In conclusion, we can say that indeed batch processing is much faster than traditional processing. Further, the reason why parallel processing is faster than batch processing is because you operate with multiple groups at the same time instead of just one group at a time. Of course this means we need more resources to achieve this (e.g.: the number of workers required increases in the above diagrams).

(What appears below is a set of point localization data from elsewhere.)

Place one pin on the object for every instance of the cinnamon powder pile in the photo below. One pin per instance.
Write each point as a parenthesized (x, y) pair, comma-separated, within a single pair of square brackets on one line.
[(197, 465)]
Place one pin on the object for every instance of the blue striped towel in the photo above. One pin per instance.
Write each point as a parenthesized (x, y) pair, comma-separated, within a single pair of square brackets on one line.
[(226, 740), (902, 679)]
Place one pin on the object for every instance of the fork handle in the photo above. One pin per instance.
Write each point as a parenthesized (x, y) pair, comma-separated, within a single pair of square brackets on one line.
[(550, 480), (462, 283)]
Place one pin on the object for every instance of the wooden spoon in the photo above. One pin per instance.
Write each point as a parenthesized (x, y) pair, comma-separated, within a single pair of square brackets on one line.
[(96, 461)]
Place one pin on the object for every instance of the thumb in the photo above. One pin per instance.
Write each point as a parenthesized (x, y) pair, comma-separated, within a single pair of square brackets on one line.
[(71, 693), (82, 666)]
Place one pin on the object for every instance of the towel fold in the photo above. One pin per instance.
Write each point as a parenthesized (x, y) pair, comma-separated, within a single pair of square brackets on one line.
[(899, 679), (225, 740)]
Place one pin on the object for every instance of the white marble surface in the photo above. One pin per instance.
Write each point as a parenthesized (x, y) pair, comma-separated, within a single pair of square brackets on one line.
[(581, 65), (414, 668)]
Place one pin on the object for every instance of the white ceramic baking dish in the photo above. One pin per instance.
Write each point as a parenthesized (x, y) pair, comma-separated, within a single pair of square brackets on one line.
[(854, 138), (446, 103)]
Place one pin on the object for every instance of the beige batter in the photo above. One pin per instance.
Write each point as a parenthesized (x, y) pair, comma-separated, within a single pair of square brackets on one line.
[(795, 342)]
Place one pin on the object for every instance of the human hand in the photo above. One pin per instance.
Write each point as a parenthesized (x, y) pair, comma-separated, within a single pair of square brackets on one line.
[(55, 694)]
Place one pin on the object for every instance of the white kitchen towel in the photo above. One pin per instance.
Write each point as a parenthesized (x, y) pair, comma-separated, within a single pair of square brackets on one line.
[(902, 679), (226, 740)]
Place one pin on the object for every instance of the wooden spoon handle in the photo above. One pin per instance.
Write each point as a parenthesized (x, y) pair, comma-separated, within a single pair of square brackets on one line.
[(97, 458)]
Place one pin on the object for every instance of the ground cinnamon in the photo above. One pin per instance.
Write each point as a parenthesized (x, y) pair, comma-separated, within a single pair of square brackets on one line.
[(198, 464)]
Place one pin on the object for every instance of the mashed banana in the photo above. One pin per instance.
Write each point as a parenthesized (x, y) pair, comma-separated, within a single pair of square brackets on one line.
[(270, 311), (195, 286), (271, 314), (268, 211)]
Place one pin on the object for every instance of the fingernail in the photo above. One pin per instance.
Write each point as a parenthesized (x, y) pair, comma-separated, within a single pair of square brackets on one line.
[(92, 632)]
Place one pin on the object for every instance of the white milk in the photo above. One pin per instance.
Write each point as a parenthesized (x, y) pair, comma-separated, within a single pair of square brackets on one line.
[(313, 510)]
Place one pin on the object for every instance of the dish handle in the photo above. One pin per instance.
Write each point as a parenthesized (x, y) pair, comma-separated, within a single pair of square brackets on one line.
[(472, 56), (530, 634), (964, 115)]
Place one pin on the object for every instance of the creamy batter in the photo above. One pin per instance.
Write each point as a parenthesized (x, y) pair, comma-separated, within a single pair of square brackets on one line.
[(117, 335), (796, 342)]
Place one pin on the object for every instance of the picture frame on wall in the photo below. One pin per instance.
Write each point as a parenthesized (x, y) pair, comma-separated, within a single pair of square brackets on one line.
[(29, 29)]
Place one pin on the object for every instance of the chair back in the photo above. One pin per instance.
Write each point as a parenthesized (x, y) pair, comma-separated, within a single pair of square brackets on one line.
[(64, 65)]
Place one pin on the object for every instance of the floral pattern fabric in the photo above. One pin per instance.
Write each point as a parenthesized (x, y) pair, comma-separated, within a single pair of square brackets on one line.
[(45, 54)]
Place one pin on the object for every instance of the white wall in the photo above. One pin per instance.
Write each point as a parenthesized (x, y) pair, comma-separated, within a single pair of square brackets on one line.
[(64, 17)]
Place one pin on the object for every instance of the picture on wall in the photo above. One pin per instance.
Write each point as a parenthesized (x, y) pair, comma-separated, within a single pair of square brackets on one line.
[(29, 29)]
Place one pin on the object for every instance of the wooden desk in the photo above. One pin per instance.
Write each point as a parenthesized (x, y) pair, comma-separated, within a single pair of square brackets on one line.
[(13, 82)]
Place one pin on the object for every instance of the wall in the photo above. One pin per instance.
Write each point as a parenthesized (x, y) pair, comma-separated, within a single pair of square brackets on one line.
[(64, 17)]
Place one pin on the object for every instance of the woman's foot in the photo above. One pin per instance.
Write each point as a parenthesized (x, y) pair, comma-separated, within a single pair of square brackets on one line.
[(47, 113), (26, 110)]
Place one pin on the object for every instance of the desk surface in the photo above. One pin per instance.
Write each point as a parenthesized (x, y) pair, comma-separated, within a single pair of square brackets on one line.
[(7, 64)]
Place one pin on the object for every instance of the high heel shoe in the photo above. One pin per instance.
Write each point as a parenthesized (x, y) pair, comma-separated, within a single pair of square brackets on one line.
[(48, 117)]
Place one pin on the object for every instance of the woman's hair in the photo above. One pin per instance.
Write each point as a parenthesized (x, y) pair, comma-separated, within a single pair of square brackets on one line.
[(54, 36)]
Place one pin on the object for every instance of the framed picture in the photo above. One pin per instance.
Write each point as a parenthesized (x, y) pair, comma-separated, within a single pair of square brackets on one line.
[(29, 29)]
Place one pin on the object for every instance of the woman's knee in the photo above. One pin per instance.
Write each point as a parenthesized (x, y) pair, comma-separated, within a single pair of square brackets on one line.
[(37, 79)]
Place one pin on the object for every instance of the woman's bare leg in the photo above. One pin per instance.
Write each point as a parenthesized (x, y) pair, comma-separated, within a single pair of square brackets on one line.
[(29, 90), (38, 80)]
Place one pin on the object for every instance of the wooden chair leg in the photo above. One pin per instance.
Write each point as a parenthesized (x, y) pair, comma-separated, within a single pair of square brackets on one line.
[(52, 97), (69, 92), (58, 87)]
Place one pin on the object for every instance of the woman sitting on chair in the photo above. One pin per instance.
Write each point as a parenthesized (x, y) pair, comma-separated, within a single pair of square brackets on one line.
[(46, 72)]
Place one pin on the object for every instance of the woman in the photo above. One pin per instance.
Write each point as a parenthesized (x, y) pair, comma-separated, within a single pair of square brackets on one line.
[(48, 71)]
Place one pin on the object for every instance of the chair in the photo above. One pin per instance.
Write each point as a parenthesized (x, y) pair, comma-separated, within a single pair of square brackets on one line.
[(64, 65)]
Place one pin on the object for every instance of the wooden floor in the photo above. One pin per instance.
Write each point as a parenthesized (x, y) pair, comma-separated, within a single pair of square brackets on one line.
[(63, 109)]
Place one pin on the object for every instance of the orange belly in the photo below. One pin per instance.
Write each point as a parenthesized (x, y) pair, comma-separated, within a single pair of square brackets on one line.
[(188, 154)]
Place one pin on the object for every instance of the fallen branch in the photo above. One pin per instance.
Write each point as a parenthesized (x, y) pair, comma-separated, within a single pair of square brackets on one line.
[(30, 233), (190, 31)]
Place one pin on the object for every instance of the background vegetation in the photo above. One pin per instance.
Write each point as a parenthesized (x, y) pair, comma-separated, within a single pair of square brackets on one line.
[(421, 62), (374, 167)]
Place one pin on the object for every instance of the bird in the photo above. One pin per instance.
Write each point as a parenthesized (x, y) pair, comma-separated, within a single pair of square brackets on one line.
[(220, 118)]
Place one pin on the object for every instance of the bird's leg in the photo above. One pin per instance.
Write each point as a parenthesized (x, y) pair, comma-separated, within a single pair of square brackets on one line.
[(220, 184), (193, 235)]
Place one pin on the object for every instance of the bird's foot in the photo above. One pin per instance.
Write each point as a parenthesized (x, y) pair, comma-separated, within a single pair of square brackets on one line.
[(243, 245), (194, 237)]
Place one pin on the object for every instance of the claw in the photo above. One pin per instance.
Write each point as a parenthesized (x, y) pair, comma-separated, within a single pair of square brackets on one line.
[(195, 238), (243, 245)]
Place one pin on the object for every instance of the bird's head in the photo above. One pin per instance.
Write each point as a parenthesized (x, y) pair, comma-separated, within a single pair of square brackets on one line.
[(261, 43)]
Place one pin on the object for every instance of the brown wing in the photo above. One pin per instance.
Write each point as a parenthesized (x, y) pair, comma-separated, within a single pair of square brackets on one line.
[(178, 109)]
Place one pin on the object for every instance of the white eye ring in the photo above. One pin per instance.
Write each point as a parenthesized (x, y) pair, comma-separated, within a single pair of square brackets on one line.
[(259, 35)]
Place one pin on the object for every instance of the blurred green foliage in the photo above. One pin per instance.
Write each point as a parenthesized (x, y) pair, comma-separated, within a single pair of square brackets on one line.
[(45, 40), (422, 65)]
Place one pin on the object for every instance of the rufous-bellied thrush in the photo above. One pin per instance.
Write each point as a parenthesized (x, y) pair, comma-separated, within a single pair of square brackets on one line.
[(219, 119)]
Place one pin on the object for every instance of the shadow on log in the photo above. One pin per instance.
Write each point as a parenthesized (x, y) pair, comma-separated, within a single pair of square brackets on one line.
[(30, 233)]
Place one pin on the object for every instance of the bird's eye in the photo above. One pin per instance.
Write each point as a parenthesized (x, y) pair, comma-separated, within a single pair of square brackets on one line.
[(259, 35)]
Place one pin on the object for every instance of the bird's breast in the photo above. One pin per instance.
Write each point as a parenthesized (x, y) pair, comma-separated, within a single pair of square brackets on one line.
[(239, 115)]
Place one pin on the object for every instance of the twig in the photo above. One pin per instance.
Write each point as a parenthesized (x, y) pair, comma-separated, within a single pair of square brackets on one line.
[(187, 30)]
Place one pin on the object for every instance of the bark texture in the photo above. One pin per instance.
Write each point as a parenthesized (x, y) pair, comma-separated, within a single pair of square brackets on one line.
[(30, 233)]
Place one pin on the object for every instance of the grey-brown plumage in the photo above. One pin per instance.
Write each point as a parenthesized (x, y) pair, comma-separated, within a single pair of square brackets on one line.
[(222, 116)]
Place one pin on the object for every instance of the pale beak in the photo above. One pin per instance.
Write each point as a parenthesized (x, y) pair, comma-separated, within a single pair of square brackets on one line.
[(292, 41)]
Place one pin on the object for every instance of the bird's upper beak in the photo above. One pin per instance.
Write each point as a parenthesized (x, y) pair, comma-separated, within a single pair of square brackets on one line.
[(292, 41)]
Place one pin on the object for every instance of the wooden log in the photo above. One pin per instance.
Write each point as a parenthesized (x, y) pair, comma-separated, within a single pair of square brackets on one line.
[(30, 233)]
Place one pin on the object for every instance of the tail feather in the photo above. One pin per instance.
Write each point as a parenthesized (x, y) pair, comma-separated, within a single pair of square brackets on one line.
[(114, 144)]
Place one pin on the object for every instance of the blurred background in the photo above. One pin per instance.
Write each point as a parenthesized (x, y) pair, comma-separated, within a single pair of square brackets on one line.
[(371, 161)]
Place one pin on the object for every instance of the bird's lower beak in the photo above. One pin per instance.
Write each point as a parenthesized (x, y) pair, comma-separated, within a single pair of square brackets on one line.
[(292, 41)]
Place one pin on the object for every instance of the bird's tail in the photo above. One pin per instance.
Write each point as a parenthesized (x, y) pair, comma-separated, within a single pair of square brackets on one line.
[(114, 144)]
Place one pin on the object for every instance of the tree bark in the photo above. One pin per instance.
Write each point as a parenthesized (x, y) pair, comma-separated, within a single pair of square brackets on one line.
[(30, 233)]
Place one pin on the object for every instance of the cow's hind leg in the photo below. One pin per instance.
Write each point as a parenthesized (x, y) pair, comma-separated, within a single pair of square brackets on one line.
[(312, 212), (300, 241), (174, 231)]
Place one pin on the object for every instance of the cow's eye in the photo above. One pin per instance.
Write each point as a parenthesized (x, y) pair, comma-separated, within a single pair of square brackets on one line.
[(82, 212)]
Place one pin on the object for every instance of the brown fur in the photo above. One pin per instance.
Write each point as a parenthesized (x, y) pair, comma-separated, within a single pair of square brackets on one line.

Batches which were being run on our mainframe, had very little logic to them. It was about feeding data from one process to another based on a bunch of conditions. Of course what I say is a very very simplified version of how it really looks like. But in summary, there was more work to do in getting the input and writing the output than there was in processing the data in between. Spark fit this choice because, even if we just got rid of the bloated processing of the converted code, we would have practically made no progress with the I/O operation. The logic processing would have pretty much remained the same. Apache Spark blessed us with the power of forgetting about the logic, and concentrating only on the I/O to speed up the processing times. It came with its own challenges, like writing the custom file readers and writers but that's the story of another post!